An amorphous silicon film or an amorphous carbon film has been conventionally used as a hard mask for performing microprocessing. However, such a film has low etching resistance. Therefore, in the case of using such a film as the hard mask, a large film thickness is required and, thus, it is necessary to form a thick film of 1 μm or more.
As for next-generation hard mask material, a metal film such as a tungsten film or the like, which has higher etching resistance than that of the amorphous silicon film or the amorphous carbon film, has been examined. However, using such a metal film having high etching resistance causes peeling or metal contamination after dry etching and, thus, it is difficult to use the metal film such as the tungsten film or the like as the next-generation hard mask material.
Therefore, a boron-based film has been examined as a new hard mask material having higher dry etching resistance compared to the amorphous silicon film or the amorphous carbon film and having high selectivity with respect to an SiO2 film or the like. Japanese Patent Application Publication No. 2013-533376 discloses that a boron-based film formed by CVD can be used as a hard mask.
In accordance with an embodiment of the present disclosure, there is provided a boron-based film forming method for forming a boron-based film mainly containing boron on a substrate, including: loading a substrate into a chamber of a film forming apparatus for forming the boron-based film by plasma CVD using capacitively-coupled plasma; supplying a processing gas containing a boron-containing gas into the chamber; applying a high frequency power for generating the capacitively-coupled plasma; and forming the boron-based film on the substrate by generating a plasma of the processing gas by the high frequency power. Further, a film stress of the boron-based film is adjusted by the high frequency power in the applying.

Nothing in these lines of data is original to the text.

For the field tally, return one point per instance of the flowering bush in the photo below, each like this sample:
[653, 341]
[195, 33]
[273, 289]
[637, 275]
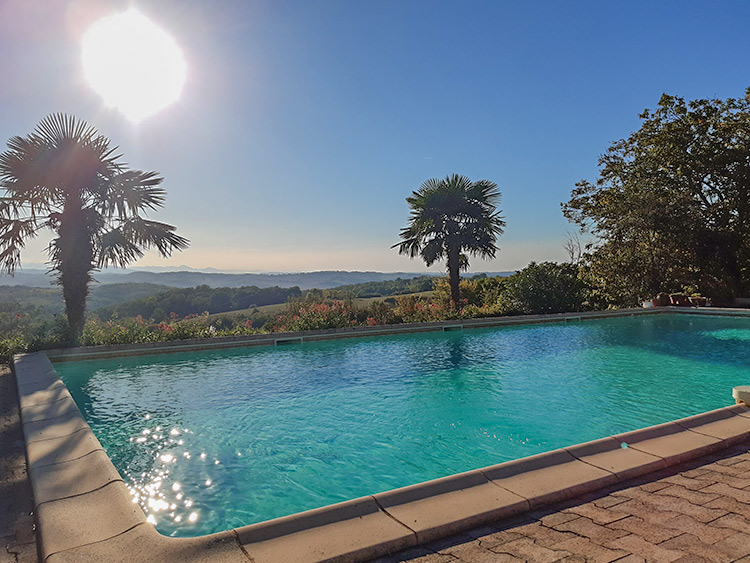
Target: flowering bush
[96, 332]
[315, 316]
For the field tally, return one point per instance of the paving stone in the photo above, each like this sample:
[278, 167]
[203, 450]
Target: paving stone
[690, 558]
[598, 515]
[639, 546]
[542, 535]
[592, 552]
[416, 555]
[695, 497]
[676, 504]
[647, 530]
[695, 484]
[647, 512]
[585, 527]
[653, 487]
[731, 505]
[733, 522]
[631, 559]
[497, 538]
[704, 532]
[526, 549]
[723, 551]
[726, 490]
[474, 553]
[555, 518]
[711, 477]
[609, 501]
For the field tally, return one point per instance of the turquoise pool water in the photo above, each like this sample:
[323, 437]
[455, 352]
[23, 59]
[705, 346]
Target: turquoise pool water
[213, 440]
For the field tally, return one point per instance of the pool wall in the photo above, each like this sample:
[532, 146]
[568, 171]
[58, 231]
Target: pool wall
[84, 511]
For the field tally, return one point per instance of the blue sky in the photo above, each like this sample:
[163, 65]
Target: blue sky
[304, 125]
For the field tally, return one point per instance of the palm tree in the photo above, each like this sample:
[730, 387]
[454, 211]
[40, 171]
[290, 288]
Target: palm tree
[65, 177]
[449, 218]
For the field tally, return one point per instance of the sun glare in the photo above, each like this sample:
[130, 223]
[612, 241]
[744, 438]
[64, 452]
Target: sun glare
[133, 64]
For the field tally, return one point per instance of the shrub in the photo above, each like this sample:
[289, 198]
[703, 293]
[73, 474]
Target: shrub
[543, 288]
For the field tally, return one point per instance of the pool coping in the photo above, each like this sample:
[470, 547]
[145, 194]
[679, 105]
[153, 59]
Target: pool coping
[84, 510]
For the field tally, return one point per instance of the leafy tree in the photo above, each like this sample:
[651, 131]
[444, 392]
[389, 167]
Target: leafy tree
[449, 218]
[65, 177]
[547, 287]
[671, 206]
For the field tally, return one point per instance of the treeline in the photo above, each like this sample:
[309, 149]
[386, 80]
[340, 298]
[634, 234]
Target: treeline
[670, 209]
[183, 302]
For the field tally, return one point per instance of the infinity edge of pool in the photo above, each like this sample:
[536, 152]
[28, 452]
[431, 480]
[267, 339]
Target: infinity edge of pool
[84, 510]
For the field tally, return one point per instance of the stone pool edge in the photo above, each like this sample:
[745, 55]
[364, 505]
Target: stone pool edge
[84, 511]
[300, 337]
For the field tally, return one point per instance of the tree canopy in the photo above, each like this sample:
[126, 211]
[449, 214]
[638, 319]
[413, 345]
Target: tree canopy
[65, 177]
[671, 205]
[450, 218]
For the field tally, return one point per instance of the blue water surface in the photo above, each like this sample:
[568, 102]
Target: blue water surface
[208, 441]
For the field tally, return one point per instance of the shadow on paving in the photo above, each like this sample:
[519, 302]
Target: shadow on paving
[17, 538]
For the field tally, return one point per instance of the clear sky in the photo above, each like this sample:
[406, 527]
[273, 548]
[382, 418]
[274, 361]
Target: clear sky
[303, 125]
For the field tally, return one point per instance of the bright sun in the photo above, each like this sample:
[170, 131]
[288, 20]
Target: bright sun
[133, 64]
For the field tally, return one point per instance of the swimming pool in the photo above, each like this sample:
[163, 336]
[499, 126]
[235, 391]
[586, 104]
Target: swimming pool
[213, 440]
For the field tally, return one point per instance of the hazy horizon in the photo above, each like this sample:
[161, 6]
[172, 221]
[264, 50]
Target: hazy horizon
[303, 126]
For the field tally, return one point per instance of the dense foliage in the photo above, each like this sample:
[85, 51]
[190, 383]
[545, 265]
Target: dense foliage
[671, 206]
[543, 288]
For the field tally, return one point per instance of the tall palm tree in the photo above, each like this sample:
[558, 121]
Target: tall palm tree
[65, 177]
[449, 218]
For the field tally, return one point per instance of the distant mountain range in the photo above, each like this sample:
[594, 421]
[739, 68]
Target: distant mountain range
[304, 280]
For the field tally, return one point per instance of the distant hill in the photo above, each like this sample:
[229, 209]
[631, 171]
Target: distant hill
[303, 280]
[48, 300]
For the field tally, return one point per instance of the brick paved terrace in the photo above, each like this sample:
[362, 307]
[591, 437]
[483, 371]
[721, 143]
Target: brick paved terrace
[691, 513]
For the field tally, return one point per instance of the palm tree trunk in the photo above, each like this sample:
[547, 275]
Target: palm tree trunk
[76, 256]
[454, 278]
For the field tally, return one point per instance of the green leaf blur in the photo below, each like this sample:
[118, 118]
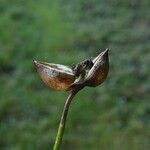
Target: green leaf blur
[113, 116]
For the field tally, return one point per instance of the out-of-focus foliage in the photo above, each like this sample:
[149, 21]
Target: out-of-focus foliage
[113, 116]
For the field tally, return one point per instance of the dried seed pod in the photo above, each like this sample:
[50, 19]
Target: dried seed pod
[56, 76]
[63, 78]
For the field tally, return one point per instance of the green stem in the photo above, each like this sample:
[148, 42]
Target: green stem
[61, 128]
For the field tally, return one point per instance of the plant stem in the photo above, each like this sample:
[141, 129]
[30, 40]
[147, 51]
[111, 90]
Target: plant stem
[61, 128]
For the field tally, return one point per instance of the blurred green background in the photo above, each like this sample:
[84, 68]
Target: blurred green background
[113, 116]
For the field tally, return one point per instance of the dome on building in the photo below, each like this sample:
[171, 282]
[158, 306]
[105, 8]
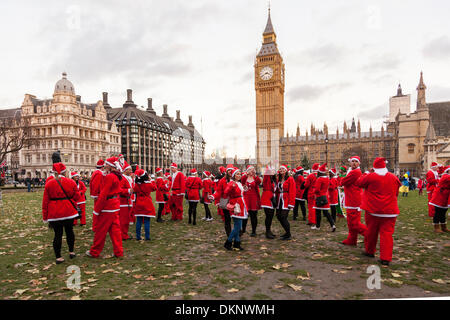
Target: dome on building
[64, 85]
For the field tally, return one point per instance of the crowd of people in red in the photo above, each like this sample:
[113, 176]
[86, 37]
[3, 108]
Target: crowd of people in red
[123, 197]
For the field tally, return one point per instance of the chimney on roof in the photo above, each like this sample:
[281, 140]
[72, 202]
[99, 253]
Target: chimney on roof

The objects and features of the present disclosure will become apparent from the following description of embodiments, given in conjunction with the accompanying drawings, in which:
Hereinafter, embodiments will be described in detail with reference to the accompanying drawings.
<Circumstances>
First, the circumstances that have led to the boron-film forming method of the present disclosure will be described. A boron-based film is regarded as the best candidate for a hard mask to be used in a patterning process using dry etching. Conventionally, a boron-based film is formed by CVD. Even among boron-based films, it is known that a boron film containing boron alone has excellent characteristics as a hard mask.

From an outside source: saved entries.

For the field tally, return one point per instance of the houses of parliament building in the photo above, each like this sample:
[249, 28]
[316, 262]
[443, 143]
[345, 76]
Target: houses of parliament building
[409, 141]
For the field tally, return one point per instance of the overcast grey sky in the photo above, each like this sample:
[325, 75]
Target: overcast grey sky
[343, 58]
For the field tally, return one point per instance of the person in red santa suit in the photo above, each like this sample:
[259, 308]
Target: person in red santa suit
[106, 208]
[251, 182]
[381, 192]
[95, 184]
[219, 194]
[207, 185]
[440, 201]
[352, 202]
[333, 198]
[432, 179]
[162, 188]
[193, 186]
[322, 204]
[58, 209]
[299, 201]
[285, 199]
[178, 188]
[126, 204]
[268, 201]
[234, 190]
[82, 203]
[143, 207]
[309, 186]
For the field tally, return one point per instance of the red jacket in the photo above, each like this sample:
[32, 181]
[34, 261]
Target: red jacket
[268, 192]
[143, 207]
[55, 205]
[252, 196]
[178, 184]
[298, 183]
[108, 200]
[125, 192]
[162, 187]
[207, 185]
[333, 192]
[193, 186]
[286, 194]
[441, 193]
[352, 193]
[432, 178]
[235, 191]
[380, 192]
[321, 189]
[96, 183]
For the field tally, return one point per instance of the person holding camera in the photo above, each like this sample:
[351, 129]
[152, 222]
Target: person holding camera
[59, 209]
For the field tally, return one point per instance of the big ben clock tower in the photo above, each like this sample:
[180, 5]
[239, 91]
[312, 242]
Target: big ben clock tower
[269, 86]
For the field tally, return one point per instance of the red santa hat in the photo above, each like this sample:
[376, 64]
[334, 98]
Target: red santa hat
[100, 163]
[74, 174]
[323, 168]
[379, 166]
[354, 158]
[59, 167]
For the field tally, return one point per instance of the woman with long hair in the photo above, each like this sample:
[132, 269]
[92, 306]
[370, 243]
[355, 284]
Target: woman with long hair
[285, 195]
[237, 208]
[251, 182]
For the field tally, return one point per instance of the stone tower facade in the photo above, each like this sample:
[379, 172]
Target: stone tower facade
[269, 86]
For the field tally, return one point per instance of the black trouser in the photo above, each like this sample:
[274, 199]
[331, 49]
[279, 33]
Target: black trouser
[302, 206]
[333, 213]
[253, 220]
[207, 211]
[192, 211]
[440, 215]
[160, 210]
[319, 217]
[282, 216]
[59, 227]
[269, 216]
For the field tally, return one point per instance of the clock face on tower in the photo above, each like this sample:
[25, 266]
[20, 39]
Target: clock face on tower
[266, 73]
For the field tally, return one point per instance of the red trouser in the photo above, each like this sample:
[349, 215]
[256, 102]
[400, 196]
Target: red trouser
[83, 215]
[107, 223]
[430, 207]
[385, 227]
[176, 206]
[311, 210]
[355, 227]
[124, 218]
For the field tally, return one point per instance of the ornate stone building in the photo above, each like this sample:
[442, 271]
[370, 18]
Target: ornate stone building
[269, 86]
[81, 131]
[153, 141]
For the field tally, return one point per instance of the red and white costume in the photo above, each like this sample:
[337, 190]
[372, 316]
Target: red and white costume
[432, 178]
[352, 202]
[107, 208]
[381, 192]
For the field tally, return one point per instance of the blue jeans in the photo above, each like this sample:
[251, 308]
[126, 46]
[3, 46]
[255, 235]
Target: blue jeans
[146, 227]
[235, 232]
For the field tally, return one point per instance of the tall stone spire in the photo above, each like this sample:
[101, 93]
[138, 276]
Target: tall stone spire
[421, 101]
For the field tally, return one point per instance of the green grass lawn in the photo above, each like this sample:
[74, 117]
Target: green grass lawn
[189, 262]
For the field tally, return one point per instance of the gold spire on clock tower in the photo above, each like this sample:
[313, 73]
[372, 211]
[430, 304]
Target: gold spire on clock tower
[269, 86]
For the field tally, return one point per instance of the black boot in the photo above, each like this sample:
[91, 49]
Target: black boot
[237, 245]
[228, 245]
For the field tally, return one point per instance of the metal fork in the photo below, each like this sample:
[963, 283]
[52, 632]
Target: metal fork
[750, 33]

Along with miniaturization and multilayer structures of semiconductor devices, diversification and film thickening have progressed for hard mask materials. Further, various film characteristics other than characteristics in dry etching are required. For example, the film stress of a film made of the hard mask material becomes significant in view of the adhesivity of the film, the warpage of a substrate (i.e., wafer), or the like. Further, along with the miniaturization of semiconductor devices, flatness (root mean square (RMS) roughness) of the film itself also becomes significant, and a film having a surface roughness (RMS) of 1 nm or less is required for a hard mask.
However, the boron-based film formed by CVD does not have satisfactory film stress or flatness, and there is a demand to have a boron-based film having satisfactory film stress or flatness. Japanese Patent Application Publication No. 2013-533376 discloses that a boron-based film formed by CVD can be used as a hard mask. However, there is no disclosure of a film forming method capable of obtaining a film stress and a surface flatness suitable for hard mask material.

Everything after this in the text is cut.